BrainboxAI/law-il-E2B-safetensors

Training-Ready Safetensors Version of BrainboxAI Law IL E2B

This repository hosts the merged safetensors version of the BrainboxAI Law IL model - a Gemma 4 E2B fine-tuned on 17,613 Israeli legal instruction pairs (Hebrew + English).
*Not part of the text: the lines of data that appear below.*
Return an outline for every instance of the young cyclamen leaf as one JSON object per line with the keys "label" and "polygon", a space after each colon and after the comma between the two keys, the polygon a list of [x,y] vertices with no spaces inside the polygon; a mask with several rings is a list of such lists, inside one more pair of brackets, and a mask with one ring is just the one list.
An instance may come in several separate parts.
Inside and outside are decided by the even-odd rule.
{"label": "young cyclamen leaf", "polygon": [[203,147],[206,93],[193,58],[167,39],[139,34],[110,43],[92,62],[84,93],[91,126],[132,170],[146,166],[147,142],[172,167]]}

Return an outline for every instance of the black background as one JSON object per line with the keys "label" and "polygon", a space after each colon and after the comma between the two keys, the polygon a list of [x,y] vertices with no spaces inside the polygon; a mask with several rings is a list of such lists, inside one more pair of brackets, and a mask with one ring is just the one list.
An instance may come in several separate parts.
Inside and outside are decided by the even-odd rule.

Unlike the GGUF variant, this format is:

Trainable - use as a base for continued fine-tuning (LoRA, QLoRA, full)
Transformers-compatible - load directly with AutoModelForCausalLM
vLLM / TGI-ready - deploy for high-throughput inference
Convertible - source format for GGUF, AWQ, GPTQ, EXL2

For local inference (Ollama / llama.cpp / LM Studio), use the GGUF sibling: BrainboxAI/law-il-E2B

Model Details

Attribute	Value
Base Model	unsloth/gemma-4-E2B-it
Architecture	Gemma4ForConditionalGeneration (text + vision + audio)
Parameters	~2B
Precision	BF16
Context Length	131,072 tokens
Languages	Hebrew, English
Format	Safetensors
Training Dataset	BrainboxAI/legal-training-il
License	Apache 2.0

Primary Use Cases

1. Direct Inference

from transformers import AutoTokenizer, AutoModelForCausalLM
import torch

model_id = "BrainboxAI/law-il-E2B-safetensors"
tokenizer = AutoTokenizer.from_pretrained(model_id)
model = AutoModelForCausalLM.from_pretrained(
    model_id, torch_dtype=torch.bfloat16, device_map="auto"
)

messages = [
    {"role": "system", "content": SYSTEM_PROMPT},  # see below
    {"role": "user", "content": "מה הזכויות שלי בנושא פיצויי פיטורים?"},
]
inputs = tokenizer.apply_chat_template(
    messages, return_tensors="pt", add_generation_prompt=True
).to(model.device)
outputs = model.generate(inputs, max_new_tokens=512, temperature=0.3)
print(tokenizer.decode(outputs[0], skip_special_tokens=True))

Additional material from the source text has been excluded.